Stock markets reflect this bearish trend, as the chart below shows. In the past five years the S&P 500 Energy Sector Index has declined by about 28%. Meanwhile, the Philadelphia Stock Exchange Oil Services Sector Index, tracking 15 services companies in the industry, lost 70% of its value in the same timeframe.

  1. OFS Companies are Underutilizing their Assets
    The market forces described above are forcing OFS firms to operate at their bottom limit for profit margins. In many cases, therefore, their assets are underutilized. For example:
          • Excess capacity among hydraulic fracturing fleets: Halliburton has been reducing frac fleets across North America, citing an “oversupplied” pressure pumping market in a recent report, adding that the company is “not afraid to reduce [their] fleet size, as it contributes to righting the supply and demand imbalance”. This will affect their top line in the near term, but the goal for service companies is to save on labor and maintenance costs that might allow them to operate at higher margins.
          • Realigning assets to improve utilization: In addition to idling fleets and laying off workers, some companies have taken to strategic realignment initiatives to exit non-core markets and increase utilization rates in core markets.

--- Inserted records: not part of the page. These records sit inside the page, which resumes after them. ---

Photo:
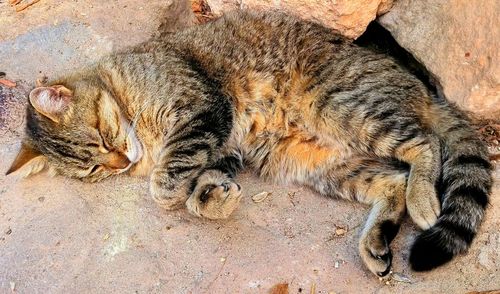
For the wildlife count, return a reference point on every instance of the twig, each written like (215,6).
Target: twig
(26,5)
(217,276)
(7,83)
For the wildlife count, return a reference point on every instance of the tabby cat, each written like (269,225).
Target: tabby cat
(292,99)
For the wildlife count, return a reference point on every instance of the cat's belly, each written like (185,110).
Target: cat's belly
(286,152)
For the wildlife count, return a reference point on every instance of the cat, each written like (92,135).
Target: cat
(289,98)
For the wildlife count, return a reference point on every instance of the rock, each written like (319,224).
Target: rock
(457,41)
(349,17)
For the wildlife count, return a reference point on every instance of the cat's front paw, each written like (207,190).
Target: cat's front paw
(215,196)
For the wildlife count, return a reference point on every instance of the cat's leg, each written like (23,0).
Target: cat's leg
(215,194)
(173,174)
(424,156)
(381,185)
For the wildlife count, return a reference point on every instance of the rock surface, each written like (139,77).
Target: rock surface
(349,17)
(457,41)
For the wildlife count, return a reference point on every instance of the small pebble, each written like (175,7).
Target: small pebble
(340,231)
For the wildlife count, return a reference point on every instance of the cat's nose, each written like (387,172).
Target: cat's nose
(117,161)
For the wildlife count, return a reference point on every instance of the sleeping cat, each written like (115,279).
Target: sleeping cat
(291,99)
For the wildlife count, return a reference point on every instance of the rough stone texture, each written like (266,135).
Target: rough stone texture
(457,41)
(349,17)
(59,235)
(55,36)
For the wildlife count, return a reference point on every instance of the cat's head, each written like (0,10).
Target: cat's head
(77,129)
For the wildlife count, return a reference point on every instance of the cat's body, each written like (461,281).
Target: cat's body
(293,100)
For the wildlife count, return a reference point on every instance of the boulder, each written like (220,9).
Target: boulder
(457,41)
(349,17)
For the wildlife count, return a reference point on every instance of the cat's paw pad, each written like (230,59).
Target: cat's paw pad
(376,254)
(424,208)
(215,201)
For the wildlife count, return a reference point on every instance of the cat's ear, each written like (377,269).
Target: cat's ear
(29,159)
(52,101)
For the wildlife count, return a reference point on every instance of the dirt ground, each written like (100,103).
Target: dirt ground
(62,236)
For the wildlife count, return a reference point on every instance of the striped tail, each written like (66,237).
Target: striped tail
(464,190)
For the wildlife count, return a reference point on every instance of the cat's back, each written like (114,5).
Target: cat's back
(256,41)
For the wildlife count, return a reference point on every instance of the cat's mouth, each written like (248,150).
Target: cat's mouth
(134,151)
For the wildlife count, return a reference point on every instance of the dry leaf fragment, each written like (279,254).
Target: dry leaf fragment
(26,5)
(281,288)
(398,277)
(313,288)
(260,196)
(340,231)
(8,83)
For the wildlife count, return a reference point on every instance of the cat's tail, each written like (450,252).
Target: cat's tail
(464,189)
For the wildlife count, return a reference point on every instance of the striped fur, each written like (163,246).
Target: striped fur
(293,100)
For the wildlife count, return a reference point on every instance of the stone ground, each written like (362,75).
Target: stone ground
(63,236)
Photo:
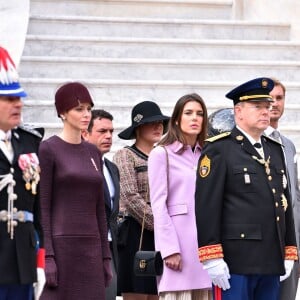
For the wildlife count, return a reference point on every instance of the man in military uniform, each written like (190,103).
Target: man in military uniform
(245,225)
(21,238)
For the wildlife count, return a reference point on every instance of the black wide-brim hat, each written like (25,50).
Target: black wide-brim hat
(143,113)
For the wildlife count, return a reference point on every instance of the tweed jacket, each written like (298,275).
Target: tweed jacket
(243,208)
(134,194)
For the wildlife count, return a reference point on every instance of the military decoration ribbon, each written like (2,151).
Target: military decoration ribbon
(29,164)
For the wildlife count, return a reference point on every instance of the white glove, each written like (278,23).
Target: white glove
(39,285)
(288,265)
(218,272)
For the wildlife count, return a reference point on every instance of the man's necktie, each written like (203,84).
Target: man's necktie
(8,149)
(275,135)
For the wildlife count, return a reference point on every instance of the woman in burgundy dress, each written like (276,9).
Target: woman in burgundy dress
(72,204)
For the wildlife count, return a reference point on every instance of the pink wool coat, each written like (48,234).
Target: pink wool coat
(174,215)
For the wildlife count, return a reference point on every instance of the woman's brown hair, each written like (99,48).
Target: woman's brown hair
(174,132)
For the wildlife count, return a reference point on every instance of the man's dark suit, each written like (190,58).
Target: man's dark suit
(112,213)
(288,287)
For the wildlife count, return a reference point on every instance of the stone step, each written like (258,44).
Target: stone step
(114,47)
(213,9)
(155,69)
(116,92)
(159,27)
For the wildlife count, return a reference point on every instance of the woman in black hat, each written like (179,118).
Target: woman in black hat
(147,128)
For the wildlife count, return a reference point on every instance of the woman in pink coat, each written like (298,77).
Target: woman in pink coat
(172,189)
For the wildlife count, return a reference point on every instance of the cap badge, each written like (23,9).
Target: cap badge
(138,118)
(264,83)
(204,168)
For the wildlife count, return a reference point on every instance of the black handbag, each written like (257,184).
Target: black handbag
(148,263)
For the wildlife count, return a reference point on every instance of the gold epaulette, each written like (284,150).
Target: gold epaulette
(210,252)
(217,137)
(273,140)
(291,253)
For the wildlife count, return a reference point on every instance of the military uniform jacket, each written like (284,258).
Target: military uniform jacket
(18,255)
(241,210)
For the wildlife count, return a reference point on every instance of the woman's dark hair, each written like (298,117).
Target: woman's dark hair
(174,132)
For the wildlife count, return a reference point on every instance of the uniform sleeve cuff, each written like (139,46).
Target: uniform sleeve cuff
(210,252)
(40,258)
(291,253)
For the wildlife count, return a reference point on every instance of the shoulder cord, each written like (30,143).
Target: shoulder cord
(8,180)
(147,193)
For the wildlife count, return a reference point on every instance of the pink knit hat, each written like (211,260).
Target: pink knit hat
(71,95)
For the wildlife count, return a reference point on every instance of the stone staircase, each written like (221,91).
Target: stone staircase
(127,51)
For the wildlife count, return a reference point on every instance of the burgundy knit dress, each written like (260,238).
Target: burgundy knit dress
(73,219)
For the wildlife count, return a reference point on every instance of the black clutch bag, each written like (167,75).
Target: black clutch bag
(148,263)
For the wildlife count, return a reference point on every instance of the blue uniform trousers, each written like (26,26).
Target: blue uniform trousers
(249,287)
(16,292)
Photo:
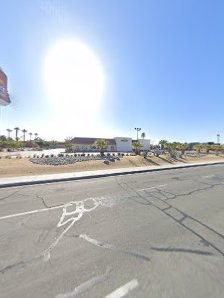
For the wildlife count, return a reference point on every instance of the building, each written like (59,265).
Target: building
(117,144)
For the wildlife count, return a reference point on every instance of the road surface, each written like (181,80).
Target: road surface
(158,234)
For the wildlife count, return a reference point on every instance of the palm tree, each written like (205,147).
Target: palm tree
(68,144)
(143,135)
(102,145)
(30,133)
(24,134)
(17,129)
(163,143)
(182,147)
(137,146)
(9,131)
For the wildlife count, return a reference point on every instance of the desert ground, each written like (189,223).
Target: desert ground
(24,167)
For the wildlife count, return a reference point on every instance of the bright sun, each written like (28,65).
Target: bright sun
(74,77)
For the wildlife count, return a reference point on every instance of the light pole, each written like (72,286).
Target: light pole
(137,129)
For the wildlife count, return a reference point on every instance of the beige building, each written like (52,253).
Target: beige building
(118,144)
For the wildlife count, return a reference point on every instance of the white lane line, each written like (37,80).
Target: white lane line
(159,186)
(86,285)
(122,291)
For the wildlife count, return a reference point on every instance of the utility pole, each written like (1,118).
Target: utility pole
(137,129)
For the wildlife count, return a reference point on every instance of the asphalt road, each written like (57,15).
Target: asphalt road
(158,234)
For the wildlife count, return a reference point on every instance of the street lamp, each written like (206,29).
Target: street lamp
(137,129)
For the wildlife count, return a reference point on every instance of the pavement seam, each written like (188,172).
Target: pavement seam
(101,175)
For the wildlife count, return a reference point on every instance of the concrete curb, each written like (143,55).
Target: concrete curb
(66,177)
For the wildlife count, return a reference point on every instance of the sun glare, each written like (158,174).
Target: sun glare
(74,78)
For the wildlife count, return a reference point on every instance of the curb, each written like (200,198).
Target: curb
(101,175)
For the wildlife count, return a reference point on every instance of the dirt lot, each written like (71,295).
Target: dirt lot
(23,167)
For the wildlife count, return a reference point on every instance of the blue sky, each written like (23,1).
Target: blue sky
(163,63)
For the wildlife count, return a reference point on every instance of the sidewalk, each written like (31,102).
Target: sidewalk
(51,178)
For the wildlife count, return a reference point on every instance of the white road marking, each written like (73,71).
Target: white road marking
(159,186)
(122,291)
(96,242)
(75,216)
(31,212)
(208,176)
(85,286)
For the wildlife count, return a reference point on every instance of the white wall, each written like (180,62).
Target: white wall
(123,144)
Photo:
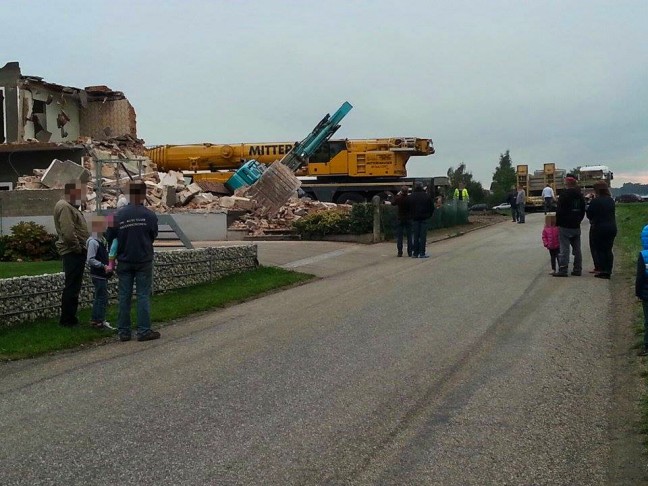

Basic Oilfield Services has relocated frac assets from the Permian to the Mid-Continent and relocated rental tools to the Permian and Eagle Ford.


OFS companies have lost much of their pricing power for contracted services amidst the turmoil of low activity and the battle for retaining the market share they do control. This has led to companies delivering services at record-low levels and adjusting their business units to best suit the minimal activity, low price, low profit environment. For instance, Schlumberger has divested roughly $400 million in North American assets and Weatherford International filed for Chapter 11 bankruptcy in July. Halliburton both slashed 8% of its North American workforce in 2Q 2019 and also eliminated an additional 650 jobs in the US Rocky Mountain region, with its CEO Jeff Miller citing that “feedback from [operators] leads us to believe that the rig count and completions activity [in Q4 2019] may be lower than the fourth quarter of last year”


Continuing economic uncertainty can push the sharpest pain points further along the line on to operators. With more focus now than ever on capital discipline, understanding market trends and capturing value is a critical necessity that requires actionable analysis and incisive data insights about the market.